The impact of the gasoline tax increase would vary greatly with the amount of driving a taxpayer does and what kind of mileage his or her car gets.

For instance, the motorist who drives 15,000 miles a year in a car that gets 25 miles per gallon would pay an extra $72 a year when the 12-cent increase is fully implemented. Driving 40,000 miles in a 12 miles-per-gallon car, however, would cost $400 extra annually.

A pack-a-day smoker would not be hurt too badly. His or her year's supply of 365 packs would cost $29.20 more under the plan.

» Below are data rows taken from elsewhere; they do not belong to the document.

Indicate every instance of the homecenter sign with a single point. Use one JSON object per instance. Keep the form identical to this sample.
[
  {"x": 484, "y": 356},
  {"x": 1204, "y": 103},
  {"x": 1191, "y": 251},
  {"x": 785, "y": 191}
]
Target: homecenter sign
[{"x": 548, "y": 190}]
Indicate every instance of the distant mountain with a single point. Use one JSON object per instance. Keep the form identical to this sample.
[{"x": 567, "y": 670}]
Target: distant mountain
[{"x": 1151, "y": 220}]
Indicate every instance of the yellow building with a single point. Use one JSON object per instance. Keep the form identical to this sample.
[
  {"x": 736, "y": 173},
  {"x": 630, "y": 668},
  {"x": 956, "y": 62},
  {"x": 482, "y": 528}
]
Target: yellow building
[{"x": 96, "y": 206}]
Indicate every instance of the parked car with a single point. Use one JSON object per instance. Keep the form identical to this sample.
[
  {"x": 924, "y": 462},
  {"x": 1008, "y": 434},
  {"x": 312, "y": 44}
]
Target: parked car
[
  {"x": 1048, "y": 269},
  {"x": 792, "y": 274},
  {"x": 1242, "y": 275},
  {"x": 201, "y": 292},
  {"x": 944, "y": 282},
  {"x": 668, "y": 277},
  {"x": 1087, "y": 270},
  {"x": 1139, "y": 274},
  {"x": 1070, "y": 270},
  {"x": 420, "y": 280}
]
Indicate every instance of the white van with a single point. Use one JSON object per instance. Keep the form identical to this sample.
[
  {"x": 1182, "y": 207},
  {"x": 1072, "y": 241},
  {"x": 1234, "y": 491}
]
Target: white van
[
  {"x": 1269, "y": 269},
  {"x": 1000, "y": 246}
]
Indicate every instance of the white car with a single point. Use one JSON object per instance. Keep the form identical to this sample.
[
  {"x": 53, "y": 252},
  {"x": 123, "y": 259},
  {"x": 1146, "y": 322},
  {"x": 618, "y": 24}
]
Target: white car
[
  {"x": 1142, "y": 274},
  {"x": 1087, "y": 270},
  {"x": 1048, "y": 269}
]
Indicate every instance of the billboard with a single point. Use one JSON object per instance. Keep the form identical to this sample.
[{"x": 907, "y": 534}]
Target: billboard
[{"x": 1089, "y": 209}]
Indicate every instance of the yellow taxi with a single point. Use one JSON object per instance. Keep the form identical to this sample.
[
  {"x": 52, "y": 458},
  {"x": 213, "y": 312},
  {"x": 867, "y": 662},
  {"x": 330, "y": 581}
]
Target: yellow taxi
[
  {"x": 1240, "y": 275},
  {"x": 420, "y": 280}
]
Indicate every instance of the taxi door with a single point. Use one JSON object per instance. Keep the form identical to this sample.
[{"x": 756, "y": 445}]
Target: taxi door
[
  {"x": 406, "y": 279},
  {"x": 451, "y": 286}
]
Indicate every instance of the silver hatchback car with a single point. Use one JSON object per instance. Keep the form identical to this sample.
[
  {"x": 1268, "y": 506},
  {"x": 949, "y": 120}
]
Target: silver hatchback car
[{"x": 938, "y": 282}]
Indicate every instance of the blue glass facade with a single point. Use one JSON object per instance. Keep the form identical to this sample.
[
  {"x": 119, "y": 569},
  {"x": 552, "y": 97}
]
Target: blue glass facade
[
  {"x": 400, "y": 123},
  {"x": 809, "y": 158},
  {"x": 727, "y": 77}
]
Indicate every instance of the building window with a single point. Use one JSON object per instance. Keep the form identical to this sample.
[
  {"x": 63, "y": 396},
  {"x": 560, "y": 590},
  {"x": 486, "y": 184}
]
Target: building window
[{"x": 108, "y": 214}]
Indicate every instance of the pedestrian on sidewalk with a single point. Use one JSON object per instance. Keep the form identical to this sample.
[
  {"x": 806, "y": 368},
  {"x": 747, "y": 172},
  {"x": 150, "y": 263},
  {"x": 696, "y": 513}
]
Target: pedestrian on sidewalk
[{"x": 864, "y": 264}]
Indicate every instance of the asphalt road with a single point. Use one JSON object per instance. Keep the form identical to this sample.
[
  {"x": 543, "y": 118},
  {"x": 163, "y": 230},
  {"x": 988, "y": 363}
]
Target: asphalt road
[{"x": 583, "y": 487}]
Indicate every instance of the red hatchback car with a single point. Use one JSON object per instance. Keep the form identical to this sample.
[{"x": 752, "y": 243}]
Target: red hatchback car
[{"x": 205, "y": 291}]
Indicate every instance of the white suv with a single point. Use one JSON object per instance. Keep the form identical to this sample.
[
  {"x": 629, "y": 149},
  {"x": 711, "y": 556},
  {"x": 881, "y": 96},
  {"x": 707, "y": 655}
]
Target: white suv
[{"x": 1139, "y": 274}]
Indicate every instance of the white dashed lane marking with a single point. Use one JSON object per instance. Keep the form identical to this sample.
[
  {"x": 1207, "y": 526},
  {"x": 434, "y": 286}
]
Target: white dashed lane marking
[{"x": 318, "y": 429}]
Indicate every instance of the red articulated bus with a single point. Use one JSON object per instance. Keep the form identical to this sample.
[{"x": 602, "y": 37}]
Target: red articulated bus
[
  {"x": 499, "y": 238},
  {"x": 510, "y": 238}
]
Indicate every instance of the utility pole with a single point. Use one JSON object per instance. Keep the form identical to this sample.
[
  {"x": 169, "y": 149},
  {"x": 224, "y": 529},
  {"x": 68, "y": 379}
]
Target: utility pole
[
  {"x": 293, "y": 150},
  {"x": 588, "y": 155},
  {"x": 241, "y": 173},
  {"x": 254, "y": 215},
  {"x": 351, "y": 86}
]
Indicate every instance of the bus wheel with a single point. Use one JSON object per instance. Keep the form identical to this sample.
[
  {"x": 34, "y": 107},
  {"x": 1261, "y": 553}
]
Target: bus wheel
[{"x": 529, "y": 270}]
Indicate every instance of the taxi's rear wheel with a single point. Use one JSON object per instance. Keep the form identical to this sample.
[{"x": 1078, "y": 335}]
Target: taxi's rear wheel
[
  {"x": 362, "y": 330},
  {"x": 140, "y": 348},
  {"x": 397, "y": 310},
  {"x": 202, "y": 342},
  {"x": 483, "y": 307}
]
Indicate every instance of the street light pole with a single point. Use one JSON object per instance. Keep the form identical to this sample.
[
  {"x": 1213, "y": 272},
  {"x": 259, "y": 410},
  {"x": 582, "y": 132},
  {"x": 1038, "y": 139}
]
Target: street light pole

The package had accountants and tax lawyers poring over its provisions in search of ways to minimize its impact. However, most said the pickings seemed slim.

Carl W. Duyck of Price Waterhouse in the District noted that the restriction on deductions apparently will not become effective until next year, creating added incentive to accelerate deductions. Where possible, he suggested deductible items that can be paid this year or next year should be taken this year -- assuming the package becomes law, which is not a certainty.

William G. Brennan, an accountant with Ernst & Young in Washington, said the plan would create "more incentive than in the past for determining what are my expenses and getting them paid." It's only a proposal, he added, but "it's not going to be good news no matter how you cut it."

Duyck also expressed concern about charities. Since adjusted gross income is difficult to predict for many people, he worried that they may become less willing to make large gifts if they are not able to calculate the value of their write-offs precisely.